Brain SRB1 modulation as a possible player in Rett syndrome pathogenesis, Giuseppe Valacchi.
Recent data highlight that lipid metabolism is not normal in brain and liver of MECP2-null mice. In addition, altered plasma lipid profile in RTT patients has been observed. Furthermore redox modulation of the HDL receptor SRB1 was observed in skin fibroblasts isolated from patients with Rett syndrome. Cholesterol within high-density lipoprotein (HDL) is removed from circulation through binding and endocytosis of the Scavenger Receptor Class B Member 1 (SRB1).

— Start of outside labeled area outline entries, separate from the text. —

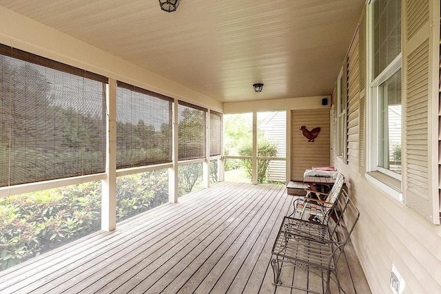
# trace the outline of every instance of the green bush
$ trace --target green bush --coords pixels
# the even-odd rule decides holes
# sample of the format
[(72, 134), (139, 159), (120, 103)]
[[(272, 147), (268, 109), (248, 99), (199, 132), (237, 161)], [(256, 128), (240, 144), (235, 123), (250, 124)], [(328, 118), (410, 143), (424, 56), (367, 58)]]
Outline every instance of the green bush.
[[(168, 175), (157, 171), (118, 178), (117, 220), (168, 200)], [(0, 269), (101, 229), (100, 182), (0, 198)]]
[[(245, 145), (239, 149), (239, 154), (243, 156), (249, 156), (252, 154), (253, 147)], [(275, 157), (277, 155), (277, 146), (276, 144), (262, 139), (257, 147), (258, 156), (263, 157)], [(252, 161), (251, 159), (241, 159), (240, 162), (247, 171), (250, 178), (252, 178)], [(265, 182), (267, 178), (267, 169), (269, 164), (269, 160), (259, 160), (257, 165), (257, 182)]]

The results of the study showed that SRB1 expression decreases significantly during the progression of the disease in MECP2-null mice and almost disappears in 17 weeks old MECP2-null mice. They were able to show that SRB1 co-localized with tubulin III, suggesting its presence in the neurons. These results demonstrate that SRB1 which is one of the main proteins belonging to cholesterol regulatory network is altered in RTT animal model thus providing the proof of principle that cholesterol metabolism may be taken into account as a new target for the treatment of specific features of RTT pathology.
Rett Syndrome Europe General Assembly Meeting.
RSE board members and present members gathered on the Saturday late afternoon session for the annual General assembly meeting where Danijela Szili was elected for another term. Gillian Townend and other communication specialists of the Maastricht Rett Centre were also present at the beginning of the GAM as external observers. G. Townend presented a draft of a questionnaire written in English language and aimed at families in order to populate data for the preparation of communication guidelines by the Maastricht Rett Centre. Members of RSE present that day voluntarily proposed to make a translation of the questionnaire in their native language.